Show Abstract | Download Original | Original Source | Check in Google Scholar | DOI: 10.61978/medicor.v4i2.1306

Abstract

Nigeria has demonstrated a commitment towards nationwide integration of artificial intelligence products into healthcare. However, concerns remain regarding feasibility due to historic challenges with data quality. Currently, there are no guidelines for scrotal ultrasound documentation—a prerequisite for generating high-quality data, and robust models.
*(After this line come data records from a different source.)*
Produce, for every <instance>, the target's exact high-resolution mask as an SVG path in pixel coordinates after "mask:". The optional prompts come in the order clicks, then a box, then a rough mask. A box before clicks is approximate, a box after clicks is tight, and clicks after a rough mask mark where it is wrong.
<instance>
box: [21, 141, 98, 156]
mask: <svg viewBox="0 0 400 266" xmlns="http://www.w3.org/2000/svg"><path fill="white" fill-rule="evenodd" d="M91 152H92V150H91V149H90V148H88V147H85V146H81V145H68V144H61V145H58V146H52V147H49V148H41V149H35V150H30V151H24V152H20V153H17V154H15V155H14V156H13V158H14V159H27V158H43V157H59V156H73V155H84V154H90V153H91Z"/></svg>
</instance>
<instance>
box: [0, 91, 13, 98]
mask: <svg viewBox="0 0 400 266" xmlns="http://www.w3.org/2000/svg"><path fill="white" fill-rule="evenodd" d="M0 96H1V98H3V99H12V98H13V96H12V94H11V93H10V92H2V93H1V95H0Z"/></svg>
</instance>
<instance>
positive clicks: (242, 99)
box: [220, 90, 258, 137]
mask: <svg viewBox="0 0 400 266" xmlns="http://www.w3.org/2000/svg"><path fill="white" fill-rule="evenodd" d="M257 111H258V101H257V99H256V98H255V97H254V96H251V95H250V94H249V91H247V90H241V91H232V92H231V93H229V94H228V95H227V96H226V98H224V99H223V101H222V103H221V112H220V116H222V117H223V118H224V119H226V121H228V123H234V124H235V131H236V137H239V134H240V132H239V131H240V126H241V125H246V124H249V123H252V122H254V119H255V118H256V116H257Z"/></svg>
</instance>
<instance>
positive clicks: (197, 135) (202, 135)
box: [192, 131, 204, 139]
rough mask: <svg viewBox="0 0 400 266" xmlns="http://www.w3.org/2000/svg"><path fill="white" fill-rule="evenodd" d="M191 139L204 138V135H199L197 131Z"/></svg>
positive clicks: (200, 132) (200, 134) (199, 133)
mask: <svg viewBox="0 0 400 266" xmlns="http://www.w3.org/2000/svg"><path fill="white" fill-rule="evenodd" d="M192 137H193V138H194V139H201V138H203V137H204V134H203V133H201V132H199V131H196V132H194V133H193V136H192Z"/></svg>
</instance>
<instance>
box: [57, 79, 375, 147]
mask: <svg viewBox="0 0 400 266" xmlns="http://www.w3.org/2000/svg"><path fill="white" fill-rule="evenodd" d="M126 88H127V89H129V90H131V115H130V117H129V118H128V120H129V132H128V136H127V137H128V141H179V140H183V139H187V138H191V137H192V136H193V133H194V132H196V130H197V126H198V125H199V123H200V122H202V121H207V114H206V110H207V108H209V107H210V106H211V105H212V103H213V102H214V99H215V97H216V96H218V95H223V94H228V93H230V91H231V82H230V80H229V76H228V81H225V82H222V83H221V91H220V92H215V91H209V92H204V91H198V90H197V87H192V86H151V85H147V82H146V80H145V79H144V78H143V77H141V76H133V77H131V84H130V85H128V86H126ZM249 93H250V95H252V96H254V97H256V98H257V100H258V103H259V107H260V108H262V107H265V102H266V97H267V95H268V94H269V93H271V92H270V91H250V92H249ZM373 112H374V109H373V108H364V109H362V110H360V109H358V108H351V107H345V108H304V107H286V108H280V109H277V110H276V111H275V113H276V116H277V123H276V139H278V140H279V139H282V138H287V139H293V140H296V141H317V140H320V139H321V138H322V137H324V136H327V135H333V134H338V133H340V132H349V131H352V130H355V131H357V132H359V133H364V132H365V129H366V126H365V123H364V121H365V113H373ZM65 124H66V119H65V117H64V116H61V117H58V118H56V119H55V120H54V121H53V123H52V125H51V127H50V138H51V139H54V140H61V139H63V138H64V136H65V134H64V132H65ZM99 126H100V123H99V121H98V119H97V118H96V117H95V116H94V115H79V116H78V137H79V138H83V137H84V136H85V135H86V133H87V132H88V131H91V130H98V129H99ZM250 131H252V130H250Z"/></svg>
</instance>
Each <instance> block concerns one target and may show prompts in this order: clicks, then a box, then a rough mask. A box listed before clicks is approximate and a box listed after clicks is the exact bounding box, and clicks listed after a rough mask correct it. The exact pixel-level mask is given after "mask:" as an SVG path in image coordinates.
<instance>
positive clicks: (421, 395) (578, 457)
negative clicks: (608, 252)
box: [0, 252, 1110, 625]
This study was carried out to assess routine scrotal ultrasound documentation quality as a proxy measure for AI readiness in Nigerian healthcare. To achieve this, we conducted a retrospective, descriptive cross-sectional study of scrotal ultrasonographic reports retrieved from health institutions in South Eastern Nigeria. Three hundred reports, generated between 2020 and 2025 were randomly selected and assessed for documentation quality across four domains using a de-novo structured checklist. Overall and domain specific compliance scores were then computed. Overall documentation quality was suboptimal, with a mean compliance score of 56·41 ± 8·45%. Removing the demographic elements of the reports resulted in a notable decline in mean compliance scores (49·05%), suggesting that overall completeness is inflated by administrative fields rather than clinically informative content. Tertiary institutions demonstrated higher compliance than secondary institutions (61·72% vs 53·76%; 95% CI: 6·24–9·75), though deficiencies persisted across all domains. Documentation quality was highest in the demographic domain. Our findings suggest that current documentation practices may undermine robust model performance and equitable deployment. Addressing this through standardized reporting and regulatory alignments are prerequisites for producing usable, trustworthy evidence in the digital health era.